Cost: Varies; $60-$60,000 per cycle

Artificial Insemination

Artificial insemination is a much less invasive procedure than some of the other fertilization methods. Sperm are taken from your partner or a donor and injected straight into your fallopian tubes or uterus. This bypasses any obstructions or difficulties and makes the journey to the eggs shorter for the sperm.

This procedure is used often when men have low sperm counts, women have endometriosis, or the doctors cannot determine the cause of infertility.

Unfortunately, although the procedure is simple, has few side effects, and is one of the cheapest options, it also has a very low success rate (%5-25%).

Cost: $300-$700

Egg Donation

Once a donor has taken a myriad of tests and examinations to prove that they are a healthy, safe candidate for donating eggs, they will undergo an intensive surgical procedure that removes some of their eggs. The eggs from the donor are fertilized with sperm from the recipient’s partner, and the fertilized eggs are then transferred to the recipient’s uterus. Women can choose to use eggs from an egg bank or even request that a close family member or friend donate the eggs.

Women whose ovaries are damaged or failing, who have undergone chemotherapy, or who have poor egg quality often try this method.

The success rate for women using donor eggs is just over 50%. There are physical health risks involved (such as cramping, bleeding, or even OHSS), but the biggest potential problem is the emotional repercussions of bearing a child that is not genetically related to the birth mother.

Cost: $15,000 to $30,000

In Vitro

In vitro fertilization (IVF) involves a surgical procedure in which some of your eggs are removed and fertilized with your partner’s (or a donor’s) sperm in a laboratory setting. The embryos are then placed directly into your uterus.
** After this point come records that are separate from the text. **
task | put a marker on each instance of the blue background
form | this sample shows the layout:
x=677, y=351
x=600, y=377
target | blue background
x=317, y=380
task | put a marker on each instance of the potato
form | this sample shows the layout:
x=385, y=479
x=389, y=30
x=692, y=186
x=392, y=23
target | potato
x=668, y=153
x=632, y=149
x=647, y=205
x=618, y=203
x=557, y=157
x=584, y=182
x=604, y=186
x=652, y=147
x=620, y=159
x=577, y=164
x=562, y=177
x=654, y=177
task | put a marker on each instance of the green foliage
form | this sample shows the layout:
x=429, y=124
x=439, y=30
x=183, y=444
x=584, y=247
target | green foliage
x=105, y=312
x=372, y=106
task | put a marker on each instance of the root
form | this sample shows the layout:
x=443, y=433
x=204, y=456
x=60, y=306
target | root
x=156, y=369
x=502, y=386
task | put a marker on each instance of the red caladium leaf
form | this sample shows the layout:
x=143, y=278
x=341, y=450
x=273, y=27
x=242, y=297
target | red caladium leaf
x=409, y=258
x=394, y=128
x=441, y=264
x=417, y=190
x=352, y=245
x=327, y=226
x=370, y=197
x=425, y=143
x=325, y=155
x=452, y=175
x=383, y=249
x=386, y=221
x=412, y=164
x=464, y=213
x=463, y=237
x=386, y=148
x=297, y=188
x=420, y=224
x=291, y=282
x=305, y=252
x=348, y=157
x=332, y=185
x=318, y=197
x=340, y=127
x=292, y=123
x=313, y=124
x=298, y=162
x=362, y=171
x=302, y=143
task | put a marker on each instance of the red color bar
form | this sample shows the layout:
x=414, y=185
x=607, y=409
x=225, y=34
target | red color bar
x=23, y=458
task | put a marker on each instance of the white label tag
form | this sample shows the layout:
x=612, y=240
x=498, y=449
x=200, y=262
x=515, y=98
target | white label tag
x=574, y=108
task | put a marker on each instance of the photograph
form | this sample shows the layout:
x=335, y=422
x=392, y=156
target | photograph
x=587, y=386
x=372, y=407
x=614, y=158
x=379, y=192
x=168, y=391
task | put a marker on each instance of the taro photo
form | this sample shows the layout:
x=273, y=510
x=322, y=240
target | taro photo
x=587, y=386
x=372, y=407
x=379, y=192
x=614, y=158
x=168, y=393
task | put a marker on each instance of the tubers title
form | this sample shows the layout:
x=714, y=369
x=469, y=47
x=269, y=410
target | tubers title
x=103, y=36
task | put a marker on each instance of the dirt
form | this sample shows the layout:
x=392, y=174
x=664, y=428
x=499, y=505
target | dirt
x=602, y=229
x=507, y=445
INF is not as successful as using an egg donor—success rates clock in at around 30%.

Cost: Average in the USA – $12,500

Adoption

You can start considering adoption at any point in your journey to start a family. Adoption is no cheaper than fertilization procedures; in fact, it can often be much more expensive depending on the agency, services provided, whether the adoption is international, state-side, or follows foster care, how old the child is, and what the state requirements are.
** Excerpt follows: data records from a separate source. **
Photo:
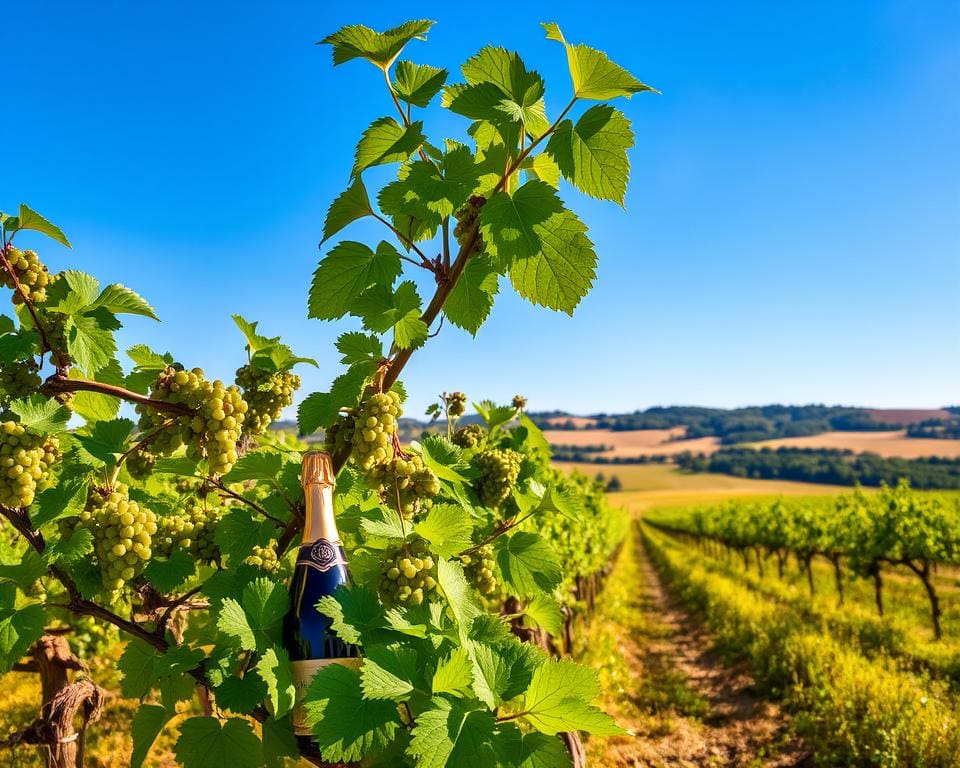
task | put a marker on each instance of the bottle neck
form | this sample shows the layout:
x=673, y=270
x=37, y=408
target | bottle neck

Adoption will not allow you to have the experience of giving birth yourself, but that makes the child no less yours. Adoption is an emotional journey, and, in its own way, is just as rewarding as giving birth.

Cost: Several hundred dollars to over $44,000.

There is no one method that will work for every couple. Consult with your doctor and your spouse to determine the option that will work best for you and your future family. It might be a long and emotional journey, but with enough determination, hope, and the help of modern medicine, it will be worth it in the end.